知床半島と根室半島のちょうど中間あたりに、地図上で見ると釣り針のような形をした全長28km、日本最大の砂嘴、野付半島がある。ドドワラ・ナラワラの特異な景観、水と緑と野生鳥獣、湾内に生息するホッカイシマエビの打瀬舟漁などの風景は多くの観光客を魅了している。
今でこそ人けのない荒涼としたこの半島に、かつては人々の喧騒が存在したという言い伝えが残っている。昭和39(1964)年に北海道大学探検部が行った調査報告書によると、「地元の人々にキラク町と呼ばれている場所ある。キラクの由来は気が楽になるところと言う意味で、この附近の人々のための歓楽の場があったことに由来するらしい」と記載されている。
野付が文献に現れる記録として、『津軽一統誌』(寛文10年)がある。その22、3年前の記録として、「みむろよりのしけ着。是よりらっこ島くなしりへわたり申候」、野付崎から国後島へ渡っていたことを示すものである。寛政10(1798)年、択捉島に「大日本恵登呂府」の木碑を建てた近藤重蔵の一行も帰路野付に渡っており、この時、ニシベツ(別海町本別海)や標津から働きにくる人々の漁番屋が多く野付にあったと記録している。
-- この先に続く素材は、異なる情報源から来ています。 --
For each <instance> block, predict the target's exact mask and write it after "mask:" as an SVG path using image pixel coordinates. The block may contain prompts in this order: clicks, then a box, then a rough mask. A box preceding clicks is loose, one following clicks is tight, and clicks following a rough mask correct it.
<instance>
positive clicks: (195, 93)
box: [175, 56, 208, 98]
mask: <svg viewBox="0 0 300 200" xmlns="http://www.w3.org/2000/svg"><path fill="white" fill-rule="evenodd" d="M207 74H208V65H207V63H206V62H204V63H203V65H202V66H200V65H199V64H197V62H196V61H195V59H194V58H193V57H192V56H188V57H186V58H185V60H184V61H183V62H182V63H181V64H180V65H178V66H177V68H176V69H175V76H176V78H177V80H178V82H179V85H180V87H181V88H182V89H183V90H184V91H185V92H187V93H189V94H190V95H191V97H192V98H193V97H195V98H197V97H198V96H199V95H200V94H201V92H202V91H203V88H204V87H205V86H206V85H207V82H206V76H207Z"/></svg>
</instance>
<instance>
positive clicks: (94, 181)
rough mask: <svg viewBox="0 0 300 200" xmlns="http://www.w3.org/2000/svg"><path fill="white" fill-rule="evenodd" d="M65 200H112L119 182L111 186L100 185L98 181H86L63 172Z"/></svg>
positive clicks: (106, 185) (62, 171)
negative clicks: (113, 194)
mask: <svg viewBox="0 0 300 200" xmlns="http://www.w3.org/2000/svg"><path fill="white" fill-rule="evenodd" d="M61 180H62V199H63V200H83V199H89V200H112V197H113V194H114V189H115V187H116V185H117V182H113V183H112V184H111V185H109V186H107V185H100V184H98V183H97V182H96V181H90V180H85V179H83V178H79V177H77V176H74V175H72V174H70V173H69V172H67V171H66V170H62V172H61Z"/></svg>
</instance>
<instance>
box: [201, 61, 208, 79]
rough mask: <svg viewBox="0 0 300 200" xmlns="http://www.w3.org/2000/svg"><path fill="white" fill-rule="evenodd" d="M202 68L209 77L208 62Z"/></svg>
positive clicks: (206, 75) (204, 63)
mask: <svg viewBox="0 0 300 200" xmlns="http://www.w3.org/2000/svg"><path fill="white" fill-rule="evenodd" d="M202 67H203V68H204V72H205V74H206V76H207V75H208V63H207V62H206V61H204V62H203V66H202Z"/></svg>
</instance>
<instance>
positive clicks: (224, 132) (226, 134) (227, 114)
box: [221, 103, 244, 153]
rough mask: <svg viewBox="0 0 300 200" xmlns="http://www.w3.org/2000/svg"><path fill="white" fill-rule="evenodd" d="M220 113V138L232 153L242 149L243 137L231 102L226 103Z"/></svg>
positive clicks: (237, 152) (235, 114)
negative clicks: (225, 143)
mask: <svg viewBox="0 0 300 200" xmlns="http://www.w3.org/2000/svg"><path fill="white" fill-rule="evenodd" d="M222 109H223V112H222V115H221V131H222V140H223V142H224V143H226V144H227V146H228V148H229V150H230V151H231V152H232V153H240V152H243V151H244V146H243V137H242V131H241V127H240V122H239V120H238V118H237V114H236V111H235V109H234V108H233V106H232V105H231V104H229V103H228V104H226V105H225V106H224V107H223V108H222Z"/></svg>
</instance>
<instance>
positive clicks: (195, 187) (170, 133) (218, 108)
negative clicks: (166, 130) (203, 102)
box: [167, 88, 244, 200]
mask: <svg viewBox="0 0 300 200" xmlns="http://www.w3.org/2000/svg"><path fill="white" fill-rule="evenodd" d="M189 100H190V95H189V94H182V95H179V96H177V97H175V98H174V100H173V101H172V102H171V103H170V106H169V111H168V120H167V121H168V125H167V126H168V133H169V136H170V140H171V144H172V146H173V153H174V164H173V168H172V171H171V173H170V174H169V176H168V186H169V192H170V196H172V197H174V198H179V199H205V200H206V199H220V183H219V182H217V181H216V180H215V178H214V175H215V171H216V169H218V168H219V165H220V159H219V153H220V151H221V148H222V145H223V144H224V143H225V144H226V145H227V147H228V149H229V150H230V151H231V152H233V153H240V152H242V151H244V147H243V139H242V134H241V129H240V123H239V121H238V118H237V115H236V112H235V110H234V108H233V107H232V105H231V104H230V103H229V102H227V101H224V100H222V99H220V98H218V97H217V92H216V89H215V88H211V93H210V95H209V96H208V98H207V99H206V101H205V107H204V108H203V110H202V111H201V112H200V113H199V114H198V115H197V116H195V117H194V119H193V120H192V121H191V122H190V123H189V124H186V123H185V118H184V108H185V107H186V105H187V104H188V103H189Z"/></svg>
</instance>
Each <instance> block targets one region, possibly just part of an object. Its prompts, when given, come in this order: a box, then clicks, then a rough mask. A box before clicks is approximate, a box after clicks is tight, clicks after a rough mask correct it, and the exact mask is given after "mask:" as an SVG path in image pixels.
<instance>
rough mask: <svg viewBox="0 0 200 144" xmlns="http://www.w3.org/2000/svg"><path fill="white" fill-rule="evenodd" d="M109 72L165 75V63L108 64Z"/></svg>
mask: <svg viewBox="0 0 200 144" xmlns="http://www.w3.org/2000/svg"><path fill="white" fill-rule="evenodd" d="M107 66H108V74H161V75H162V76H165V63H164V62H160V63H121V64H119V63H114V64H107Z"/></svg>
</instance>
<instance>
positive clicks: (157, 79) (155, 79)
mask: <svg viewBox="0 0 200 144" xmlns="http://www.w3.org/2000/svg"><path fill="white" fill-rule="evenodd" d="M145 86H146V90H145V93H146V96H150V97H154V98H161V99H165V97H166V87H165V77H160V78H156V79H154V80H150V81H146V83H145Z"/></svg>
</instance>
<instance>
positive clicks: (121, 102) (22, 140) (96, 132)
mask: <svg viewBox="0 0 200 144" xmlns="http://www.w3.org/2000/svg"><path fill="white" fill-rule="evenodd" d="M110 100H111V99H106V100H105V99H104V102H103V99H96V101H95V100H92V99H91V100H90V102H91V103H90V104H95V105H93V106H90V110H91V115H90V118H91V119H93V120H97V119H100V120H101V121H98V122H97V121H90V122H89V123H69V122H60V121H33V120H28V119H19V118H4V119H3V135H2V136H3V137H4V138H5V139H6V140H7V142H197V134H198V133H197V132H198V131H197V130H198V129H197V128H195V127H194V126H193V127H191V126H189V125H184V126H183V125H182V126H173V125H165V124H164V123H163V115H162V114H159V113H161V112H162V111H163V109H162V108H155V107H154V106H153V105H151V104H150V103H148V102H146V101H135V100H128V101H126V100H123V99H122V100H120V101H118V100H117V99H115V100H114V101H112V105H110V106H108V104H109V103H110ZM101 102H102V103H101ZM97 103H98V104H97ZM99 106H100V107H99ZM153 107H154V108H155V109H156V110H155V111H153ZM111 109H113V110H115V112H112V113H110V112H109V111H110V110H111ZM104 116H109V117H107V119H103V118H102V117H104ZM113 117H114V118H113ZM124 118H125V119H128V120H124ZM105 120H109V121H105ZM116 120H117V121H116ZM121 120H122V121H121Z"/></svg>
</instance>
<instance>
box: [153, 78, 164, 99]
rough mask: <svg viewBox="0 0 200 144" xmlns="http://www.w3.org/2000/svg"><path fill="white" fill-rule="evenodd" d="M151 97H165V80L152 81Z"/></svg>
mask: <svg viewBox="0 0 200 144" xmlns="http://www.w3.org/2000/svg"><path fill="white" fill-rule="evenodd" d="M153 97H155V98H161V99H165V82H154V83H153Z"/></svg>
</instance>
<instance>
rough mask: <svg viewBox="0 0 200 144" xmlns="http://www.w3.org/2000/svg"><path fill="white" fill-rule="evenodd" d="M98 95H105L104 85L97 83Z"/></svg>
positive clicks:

寛政11(1799)年に蝦夷地を直轄した幕府は、陸路・海路の整備を急務とし、野付には国後島へ渡るための中継点として野付通行屋が設置された。通行屋のほかに蔵などもあり、ロシア南下に備えて警備した武士もいたようである。通行屋には、支配人(番人)がいて、妻同伴で仕事をし、ほかにアイヌが8ほど詰めていた。渡海用の船が用意してあり、賃銭も決まっていた。「加賀家文書」のほとんどを書き残した加賀伝蔵は、安政年間頃(1854~1859)支配人を勤めている。国後島へ渡海する武士たち、箱館奉行の蝦夷地巡回一行、蝦夷地を探検していた松浦武四郎、種痘のために江戸から来た医師、商人の世話など数々の業務をこなし、アイヌの人々と畑を拓いていたことなどを記録に残している。
野付通行屋の南側にあたる外海は鰊漁場で、春になると根室場所の各番屋から人々が集まり漁に従事した。漁番屋や蔵などを建て、50~60軒前後の建物が立ち並んでいたようである。
人々の言い伝えによって「キラク」と呼ばれている場所は、平成15(2003)年~17(2005)年に別海町教育委員会により発掘調査が行われ野付通行屋跡と確証を得ている。鰊漁の漁番屋も漁業施設と思われる遺構や生活用品などの遺物から野付番屋跡の存在を裏付けるものである。
このように文献資料には「キラク」についての記録はなく、地元の人々によって語り継がれている言い伝えということでしか、説明ができない。現段階では、こういった経緯が幻の所以というところであろうか。